A small light-emitting diode fabricated from carbon dots. Courtesy of Prashant Sarswat.

Meanwhile, work continues in the effort to develop new phosphors for LEDs. Van der Veen said that the solid-state lighting industry and suppliers around the world are working on systems that will follow the well-known Europium-doped nitride phosphors, pointing to manganese-doped fluorides and nano-materials including quantum dots or quantum wells.

He went on to say that as the various LED markets in which Lumileds is active differentiate in application conditons and requirements, it is likely that rather than a single optimal material, a set of different LED phosphors will allow them to best serve those markets.

With research distributed among LED manufacturers, chemical companies, university researchers and start-ups, van der Veen said it is difficult to estimate the worlwide investment in LED R&D. But the work is far from finished.

“The stakes remain high, however, as there is still room to be gained in terms of efficiency, quality of light, as well as cost,” van der Veen concluded.



LED Materials from UV-C to NIR

Last year, ultraviolet LED maker Crystal IS Inc., of Green Island, N.Y., introduced Optan SMD, an LED based on native aluminum Nitride AlN substrates. The new LED was designed to control biofouling in applications where coatings, traditional UV lamps or mechanical wipers didn’t work.

UV-C LEDs may be an emerging technology, but as with any manufactured goods there is pricing pressure for high volumes, according to the company, and material selection can play a role in optimizing system costs.

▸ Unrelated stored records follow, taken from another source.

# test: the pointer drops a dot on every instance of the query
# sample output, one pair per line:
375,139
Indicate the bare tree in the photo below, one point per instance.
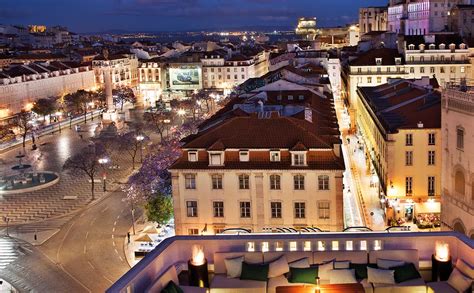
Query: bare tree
86,162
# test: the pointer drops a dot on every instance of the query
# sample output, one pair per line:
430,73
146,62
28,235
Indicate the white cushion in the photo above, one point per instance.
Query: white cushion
388,263
465,268
345,264
301,263
342,277
380,276
325,270
278,267
233,266
458,281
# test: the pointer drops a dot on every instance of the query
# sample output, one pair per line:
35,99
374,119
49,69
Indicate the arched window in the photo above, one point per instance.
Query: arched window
459,182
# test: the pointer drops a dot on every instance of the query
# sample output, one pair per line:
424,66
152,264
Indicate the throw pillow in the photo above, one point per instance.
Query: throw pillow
171,287
388,263
325,270
380,276
233,266
303,275
278,267
458,281
299,263
342,277
406,272
342,264
465,268
256,272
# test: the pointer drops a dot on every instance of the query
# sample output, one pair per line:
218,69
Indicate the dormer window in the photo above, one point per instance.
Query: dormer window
216,159
193,156
299,159
275,156
244,156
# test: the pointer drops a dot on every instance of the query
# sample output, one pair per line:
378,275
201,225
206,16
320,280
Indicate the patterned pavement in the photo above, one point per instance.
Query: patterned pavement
53,150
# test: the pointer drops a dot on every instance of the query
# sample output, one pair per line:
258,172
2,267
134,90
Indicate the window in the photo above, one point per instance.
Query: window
431,185
409,139
460,138
218,207
244,156
298,182
300,210
190,181
409,186
192,156
244,180
323,209
323,182
193,231
431,139
216,159
275,182
431,157
216,181
298,159
191,208
276,210
275,156
245,209
409,158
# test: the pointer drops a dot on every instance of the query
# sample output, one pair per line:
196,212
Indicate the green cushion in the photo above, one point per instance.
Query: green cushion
172,288
303,275
406,272
256,272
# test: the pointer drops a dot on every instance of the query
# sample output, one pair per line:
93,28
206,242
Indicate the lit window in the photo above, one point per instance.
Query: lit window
298,182
244,181
192,156
190,181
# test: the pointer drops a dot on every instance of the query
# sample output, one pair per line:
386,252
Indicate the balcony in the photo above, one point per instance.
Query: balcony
174,252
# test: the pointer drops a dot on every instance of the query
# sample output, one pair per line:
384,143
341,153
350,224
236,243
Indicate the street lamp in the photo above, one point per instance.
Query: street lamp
103,162
140,139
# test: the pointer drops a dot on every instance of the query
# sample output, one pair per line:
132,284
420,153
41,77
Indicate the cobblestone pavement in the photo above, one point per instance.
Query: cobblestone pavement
52,152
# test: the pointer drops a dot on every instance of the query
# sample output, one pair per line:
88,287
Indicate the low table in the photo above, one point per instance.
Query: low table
325,288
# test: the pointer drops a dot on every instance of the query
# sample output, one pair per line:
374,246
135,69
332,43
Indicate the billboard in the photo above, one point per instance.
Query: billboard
185,77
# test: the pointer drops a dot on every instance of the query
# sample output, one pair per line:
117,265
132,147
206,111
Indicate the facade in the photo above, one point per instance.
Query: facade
271,162
399,124
123,69
21,85
372,19
458,160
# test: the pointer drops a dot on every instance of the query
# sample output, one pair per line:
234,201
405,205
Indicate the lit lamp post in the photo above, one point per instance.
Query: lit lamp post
140,139
103,162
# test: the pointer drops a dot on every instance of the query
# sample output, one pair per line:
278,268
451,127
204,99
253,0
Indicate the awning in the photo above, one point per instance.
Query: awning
428,208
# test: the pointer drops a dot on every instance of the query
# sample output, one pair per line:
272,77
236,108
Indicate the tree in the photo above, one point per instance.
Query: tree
123,95
45,106
77,102
131,143
158,119
23,123
159,209
86,162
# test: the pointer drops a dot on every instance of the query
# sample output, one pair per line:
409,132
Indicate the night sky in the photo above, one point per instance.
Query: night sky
177,15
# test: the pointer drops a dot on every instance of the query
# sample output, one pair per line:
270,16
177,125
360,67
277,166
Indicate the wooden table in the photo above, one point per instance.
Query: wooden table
324,288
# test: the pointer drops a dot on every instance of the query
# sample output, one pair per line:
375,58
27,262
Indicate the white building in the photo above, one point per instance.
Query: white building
457,210
21,85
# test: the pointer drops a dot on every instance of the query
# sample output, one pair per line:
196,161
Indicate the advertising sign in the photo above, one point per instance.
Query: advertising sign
185,77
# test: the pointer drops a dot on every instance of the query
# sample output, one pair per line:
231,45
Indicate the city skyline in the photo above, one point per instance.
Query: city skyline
172,15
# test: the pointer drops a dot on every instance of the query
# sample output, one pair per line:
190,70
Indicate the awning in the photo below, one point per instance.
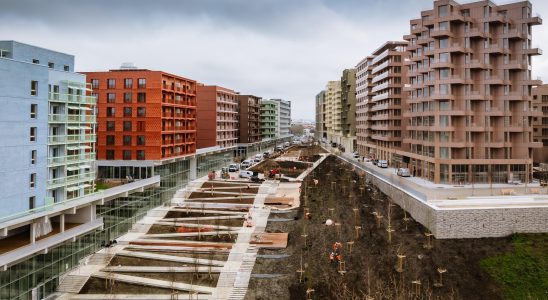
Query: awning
73,188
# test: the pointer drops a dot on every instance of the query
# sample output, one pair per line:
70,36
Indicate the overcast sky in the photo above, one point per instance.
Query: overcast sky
270,48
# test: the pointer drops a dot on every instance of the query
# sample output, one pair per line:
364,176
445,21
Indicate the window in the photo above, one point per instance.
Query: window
111,125
127,154
33,110
32,202
141,97
128,83
33,157
443,10
127,111
32,182
127,125
444,43
127,140
110,154
111,98
141,111
33,134
110,140
127,97
142,83
111,83
34,88
111,111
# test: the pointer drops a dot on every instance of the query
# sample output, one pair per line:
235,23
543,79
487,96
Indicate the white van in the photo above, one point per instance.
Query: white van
245,174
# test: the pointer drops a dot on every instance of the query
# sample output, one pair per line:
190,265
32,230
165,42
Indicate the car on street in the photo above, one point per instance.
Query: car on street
233,167
246,163
403,172
245,174
382,163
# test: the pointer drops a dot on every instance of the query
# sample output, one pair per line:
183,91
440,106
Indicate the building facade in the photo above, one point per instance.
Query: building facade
382,78
470,102
364,104
540,124
269,119
320,131
217,117
144,115
348,110
333,111
47,128
249,110
283,117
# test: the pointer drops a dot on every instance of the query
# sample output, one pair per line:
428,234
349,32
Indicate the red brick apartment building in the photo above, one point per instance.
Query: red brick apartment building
217,113
249,119
143,114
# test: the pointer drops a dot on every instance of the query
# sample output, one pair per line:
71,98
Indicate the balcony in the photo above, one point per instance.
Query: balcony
441,32
532,51
67,180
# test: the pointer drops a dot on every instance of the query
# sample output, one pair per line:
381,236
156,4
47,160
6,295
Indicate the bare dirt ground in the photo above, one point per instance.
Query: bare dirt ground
371,267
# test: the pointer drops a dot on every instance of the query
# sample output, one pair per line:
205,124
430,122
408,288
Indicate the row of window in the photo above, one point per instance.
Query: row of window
128,112
128,97
128,83
126,154
51,65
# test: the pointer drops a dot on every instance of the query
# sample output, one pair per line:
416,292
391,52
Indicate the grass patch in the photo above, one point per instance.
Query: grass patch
522,274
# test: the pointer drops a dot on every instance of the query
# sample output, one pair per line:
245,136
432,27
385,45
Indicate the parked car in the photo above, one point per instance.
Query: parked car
382,164
246,163
403,172
245,174
233,167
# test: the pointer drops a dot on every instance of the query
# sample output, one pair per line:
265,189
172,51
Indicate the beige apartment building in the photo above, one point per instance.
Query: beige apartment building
540,124
333,111
470,104
363,105
348,110
381,102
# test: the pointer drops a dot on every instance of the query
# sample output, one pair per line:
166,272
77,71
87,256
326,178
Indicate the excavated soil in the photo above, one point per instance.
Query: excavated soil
371,267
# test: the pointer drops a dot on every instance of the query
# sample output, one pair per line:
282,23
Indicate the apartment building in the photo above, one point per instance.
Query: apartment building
47,128
144,115
321,131
348,110
363,106
540,123
333,111
283,117
382,78
217,116
470,104
269,119
249,111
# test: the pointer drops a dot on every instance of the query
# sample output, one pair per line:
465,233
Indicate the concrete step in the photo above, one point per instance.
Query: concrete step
72,284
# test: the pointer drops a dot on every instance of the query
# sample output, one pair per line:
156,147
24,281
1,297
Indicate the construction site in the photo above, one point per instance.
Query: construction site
311,227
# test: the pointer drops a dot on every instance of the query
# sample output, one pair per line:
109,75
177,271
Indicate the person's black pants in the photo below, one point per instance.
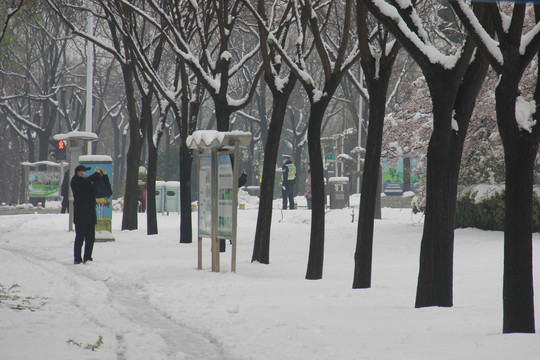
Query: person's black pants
84,233
287,193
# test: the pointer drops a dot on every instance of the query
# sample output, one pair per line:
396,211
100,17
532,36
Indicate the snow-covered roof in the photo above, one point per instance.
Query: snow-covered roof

“Our customers are looking to optimize their costs beyond the light source unit price to the overall system costs — including operating and maintenance,” said Hari Venugopalan, director of global product management.

Crystal IS customers are generally looking for greater reliability and lifetime across both instrumentation and disinfection, as well as higher power for disinfection applications.

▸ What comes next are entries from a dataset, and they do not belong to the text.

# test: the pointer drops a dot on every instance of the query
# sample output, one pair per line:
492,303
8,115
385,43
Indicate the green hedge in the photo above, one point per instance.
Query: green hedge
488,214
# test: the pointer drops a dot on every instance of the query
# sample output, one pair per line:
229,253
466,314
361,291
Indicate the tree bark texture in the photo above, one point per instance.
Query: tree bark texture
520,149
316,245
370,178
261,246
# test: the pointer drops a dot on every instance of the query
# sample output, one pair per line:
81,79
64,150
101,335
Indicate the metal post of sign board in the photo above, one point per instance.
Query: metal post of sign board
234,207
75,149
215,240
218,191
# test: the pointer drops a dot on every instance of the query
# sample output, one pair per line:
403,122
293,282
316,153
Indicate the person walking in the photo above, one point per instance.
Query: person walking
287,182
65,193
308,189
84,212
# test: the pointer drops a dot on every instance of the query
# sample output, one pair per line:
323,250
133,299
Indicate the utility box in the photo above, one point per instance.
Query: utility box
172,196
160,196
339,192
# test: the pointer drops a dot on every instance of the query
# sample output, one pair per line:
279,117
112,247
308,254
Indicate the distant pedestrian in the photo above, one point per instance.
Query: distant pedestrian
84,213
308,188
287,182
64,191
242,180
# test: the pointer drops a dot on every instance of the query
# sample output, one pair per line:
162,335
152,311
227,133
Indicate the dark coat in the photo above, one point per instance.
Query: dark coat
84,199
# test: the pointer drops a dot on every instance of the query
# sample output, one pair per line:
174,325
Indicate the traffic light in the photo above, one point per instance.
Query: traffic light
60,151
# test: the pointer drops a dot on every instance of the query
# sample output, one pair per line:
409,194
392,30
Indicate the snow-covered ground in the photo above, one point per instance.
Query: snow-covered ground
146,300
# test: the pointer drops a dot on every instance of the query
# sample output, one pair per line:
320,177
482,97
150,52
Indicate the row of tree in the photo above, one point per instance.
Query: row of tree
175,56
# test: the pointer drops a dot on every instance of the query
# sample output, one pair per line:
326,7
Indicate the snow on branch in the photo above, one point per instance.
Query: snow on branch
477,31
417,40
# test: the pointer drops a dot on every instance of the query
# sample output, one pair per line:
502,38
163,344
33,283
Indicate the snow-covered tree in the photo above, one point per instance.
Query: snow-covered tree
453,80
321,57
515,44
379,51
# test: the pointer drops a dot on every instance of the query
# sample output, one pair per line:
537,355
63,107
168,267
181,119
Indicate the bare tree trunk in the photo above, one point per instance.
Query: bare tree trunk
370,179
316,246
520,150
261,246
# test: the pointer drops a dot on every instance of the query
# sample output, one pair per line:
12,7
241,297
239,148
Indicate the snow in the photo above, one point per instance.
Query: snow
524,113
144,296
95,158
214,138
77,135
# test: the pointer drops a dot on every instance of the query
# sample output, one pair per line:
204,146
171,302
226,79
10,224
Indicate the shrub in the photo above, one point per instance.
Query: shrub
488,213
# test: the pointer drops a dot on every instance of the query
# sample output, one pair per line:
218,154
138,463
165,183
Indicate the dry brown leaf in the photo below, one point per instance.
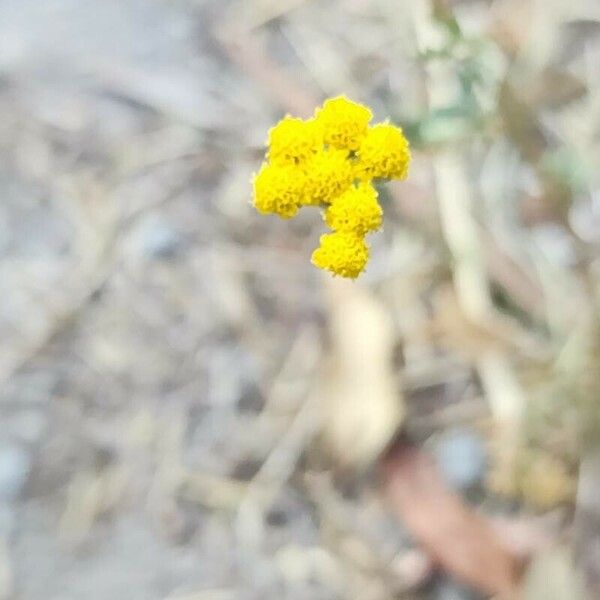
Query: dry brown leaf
458,539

“Crystal IS’ lattice matched native aluminum nitride substrates have fewer defects than lattice mismatched UV-C LEDs based on other materials, like sapphire,” said Venugopalan. “Fewer defects results in a more reliable device capable of higher output powers. Using bulk AlN substrates as the foundation for UV-C LEDs is helping Crystal IS meet the performance requirements for instrumentation and disinfection markets.”

Venugopalan said that Crystal IS is focused on continual improvement of its processes and operations. “Crystal IS has validated our lifetime and reliability data for our Optan products and continues to improve lifetime and reliability by further reducing defects in our already low defect AlN substrate,” he said.

Metal alloy substrate

At the opposite end of the spectrum, Opto Diode Corp., of Camarillo, Calif., last year introduced its OD-110W GaAlAs near-infrared (IR) emitters designed for night vision and surveillance applications.

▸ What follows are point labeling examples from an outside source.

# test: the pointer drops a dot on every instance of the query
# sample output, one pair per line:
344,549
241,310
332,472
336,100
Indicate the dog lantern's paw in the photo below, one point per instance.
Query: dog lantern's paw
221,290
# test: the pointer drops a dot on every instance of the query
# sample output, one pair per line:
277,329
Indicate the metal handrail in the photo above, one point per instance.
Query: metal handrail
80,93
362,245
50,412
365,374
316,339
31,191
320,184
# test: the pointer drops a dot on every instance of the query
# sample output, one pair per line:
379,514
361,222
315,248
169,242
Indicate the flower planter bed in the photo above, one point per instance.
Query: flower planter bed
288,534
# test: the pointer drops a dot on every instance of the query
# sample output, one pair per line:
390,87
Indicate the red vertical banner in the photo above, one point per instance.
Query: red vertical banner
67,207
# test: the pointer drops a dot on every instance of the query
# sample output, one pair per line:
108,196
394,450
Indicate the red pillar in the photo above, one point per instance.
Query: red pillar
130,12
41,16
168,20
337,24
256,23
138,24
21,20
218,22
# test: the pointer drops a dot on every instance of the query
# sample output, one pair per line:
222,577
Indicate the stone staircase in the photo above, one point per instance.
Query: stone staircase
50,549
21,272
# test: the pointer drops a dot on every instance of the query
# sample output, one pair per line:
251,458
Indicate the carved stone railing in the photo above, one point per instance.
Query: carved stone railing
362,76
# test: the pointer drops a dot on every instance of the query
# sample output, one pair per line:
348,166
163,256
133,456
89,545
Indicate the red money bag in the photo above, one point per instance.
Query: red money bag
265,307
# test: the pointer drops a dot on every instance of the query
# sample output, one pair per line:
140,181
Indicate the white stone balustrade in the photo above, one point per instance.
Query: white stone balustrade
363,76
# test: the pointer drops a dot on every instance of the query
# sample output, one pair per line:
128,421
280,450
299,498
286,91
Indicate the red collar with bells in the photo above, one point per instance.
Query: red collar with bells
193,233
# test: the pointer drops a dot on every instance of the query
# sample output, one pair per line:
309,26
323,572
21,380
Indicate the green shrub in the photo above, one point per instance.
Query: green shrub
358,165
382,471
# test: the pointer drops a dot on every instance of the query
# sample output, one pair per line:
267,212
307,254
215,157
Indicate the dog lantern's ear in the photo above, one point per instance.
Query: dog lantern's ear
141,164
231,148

Designed for harsh industrial environments or deployment in the field, the near-IR LEDs are housed in standard 3-lead, TO-39 hermetically-sealed packages and have gold plating on all surfaces.

“The market spaces we are most successful in — military and medical — are not terribly price-sensitive,” said Russ Dahl, business unit manager. “The OEMs are more interested in performance — which could be efficiency, wavelength control or temperature.”

With high power as a key factor, a metal alloy substrate offers better thermal management, according to Ray Fontayne, product manager, Opto Diode.

Other primary factors are the geometry of the LED die itself and the optical encapsulation type and shape, said Dahl. The height from the die to the window plays a large role in ensuring the wide beam angle. In this particular instance the right die structure had to be chosen to minimize visible light.

Dahl also said that, generally speaking, the package materials are most important. “The part has a lower efficiency due to no index matching epoxy, but it will survive and operate at temperatures beyond the range of a standard LED,” he said.